Income, not race, should be weighted
Jameson Joyce is a guest columnist and political science and pre-law junior. Reach him at firstname.lastname@example.org.
This week, the U.S. Supreme Court once again heard arguments regarding affirmative action. In the past decade, the court has heard several similar cases, cumulatively establishing the policy’s legality but also placing it under scrutiny. What makes this case unique is that it tests whether voters can ban affirmative action through a referendum, such as the one in 2006, when 58 percent of Michigan voters approved a constitutional amendment banning discrimination or preferential treatment based on race, gender, color, ethnicity or national origin.
Now, supporters of affirmative action are arguing that the initiative has interfered with minority participation in the political process and that the discrimination ban is… discriminatory.
Specifically, they claim that changing the Michigan constitution, and therefore making it very difficult to reverse, places it under the political-restructuring doctrine that was established by previous Supreme Court cases.
In response, Michigan Solicitor General John Bursch wrote, “It is curious to say that a law that bars a state from discriminating on the basis of race or sex violates the Equal Protection Clause by discriminating on the basis of race and sex.”
Supporters of affirmative action primarily claim the program creates “opportunity” for minorities. Despite living in a society that has accepted that people of all races possess equal intelligence and ability, supporters of affirmative action programs argue if a person has a certain skin color, they need additional help.
It is true minorities are more likely to live in impoverished areas with higher crime rates, poorer public schools and overall suffer from unfair setbacks. However, these problems are not inherently racial. If you put a white child in a decrepit public school, they will do just as poorly. If the main defense of affirmative action is poverty and the hardships it creates, there should be a system based on income, not race. Poverty affects people of all races and gender. Therefore, by using poverty as a factor, no one will be discriminated against or given special treatment.
The Michigan attorney general is confident the Supreme Court will uphold the ban and, frankly, so am I. Michigan constituents voted to ban discrimination or special treatment on the basis of race and made it known through the democratic process they believe affirmative action is a flawed policy that has no place in our society.
However, a co-worker of mine pointed out to me that racist and discriminatory laws were popular during the Jim Crow era, but that did not make them constitutional or right.
Affirmative action is an attempt to overcome prejudice, with the aim being inclusion.
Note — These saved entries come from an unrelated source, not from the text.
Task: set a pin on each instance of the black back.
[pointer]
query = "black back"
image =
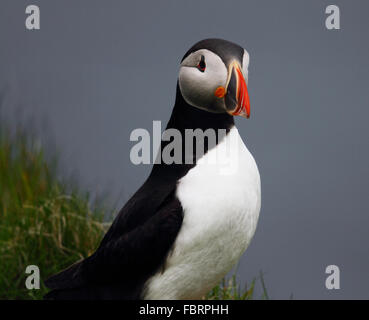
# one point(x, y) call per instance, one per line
point(142, 234)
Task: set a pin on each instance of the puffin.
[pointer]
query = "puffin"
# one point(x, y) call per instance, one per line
point(191, 220)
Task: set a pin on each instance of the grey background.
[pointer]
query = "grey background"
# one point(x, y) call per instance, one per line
point(99, 69)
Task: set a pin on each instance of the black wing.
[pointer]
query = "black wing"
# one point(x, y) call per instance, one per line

Despite its noble goal, the program is built on the premise that racial discrimination still is a primary reason more minorities do not receive higher education. The reality of this argument is that minorities often are stunted by poverty and poor education. Pushing many of these young students into prestigious universities does little more than increase the dropout rate among these groups, as they are forced to take on workloads they are not prepared for.
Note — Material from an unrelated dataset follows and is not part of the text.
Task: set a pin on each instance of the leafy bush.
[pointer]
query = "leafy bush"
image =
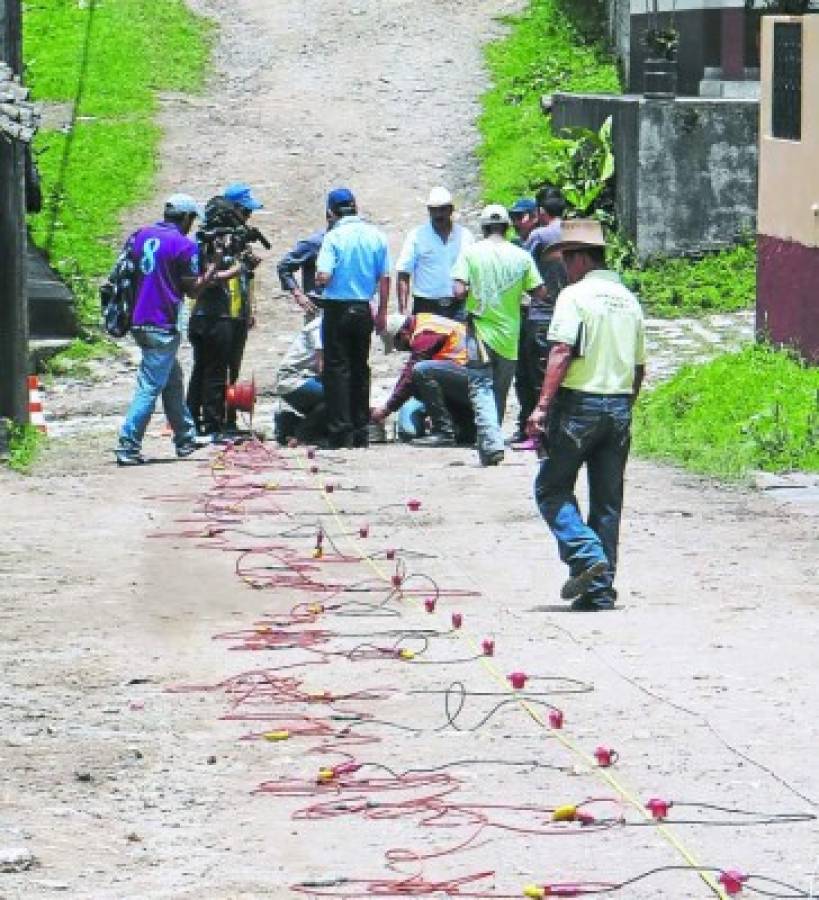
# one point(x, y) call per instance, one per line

When questioning the result of an affirmative action ban, it is important to look at other states. In California, for example, although the percentage at the highest universities has declined, schools such as University of California Irving saw an increase in enrollment. Simply put, when applicants found they were unable to attend schools such as University of California, Berkeley or UCLA without affirmative action, they went to schools more suited to their academic performance. Some might argue this still constitutes discrimination, arguing that minorities are being kept out of the most elite institutions.
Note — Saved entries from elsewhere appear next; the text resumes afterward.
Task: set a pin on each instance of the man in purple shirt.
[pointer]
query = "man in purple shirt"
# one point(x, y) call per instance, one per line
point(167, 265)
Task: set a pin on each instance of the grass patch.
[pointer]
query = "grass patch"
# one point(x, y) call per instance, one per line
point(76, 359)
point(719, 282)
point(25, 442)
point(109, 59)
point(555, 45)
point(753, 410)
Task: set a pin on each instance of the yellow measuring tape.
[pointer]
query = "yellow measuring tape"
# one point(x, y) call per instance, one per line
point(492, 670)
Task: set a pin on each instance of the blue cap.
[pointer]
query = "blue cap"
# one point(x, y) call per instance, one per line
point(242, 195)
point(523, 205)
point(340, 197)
However, when the playing field is level, these institutions are extremely exclusive — the exact opposite of affirmative action. So it should come as no surprise when most applicants are not accepted. Although I like to think I’m pretty smart and that I work hard at my education, when I apply to law schools next year, I won’t be filing any lawsuits if I don’t get into Harvard.
I firmly believe that affirmative action, although great on paper, does not accomplish its goals because of the complex and competitive society we live in.
Not everyone is able to attend college because of income, work ethic, intelligence and ability, among other factors. Although possibly related, none of these things are inherently tied to race. Therefore, when students compete to be accepted into college, race should not be a factor.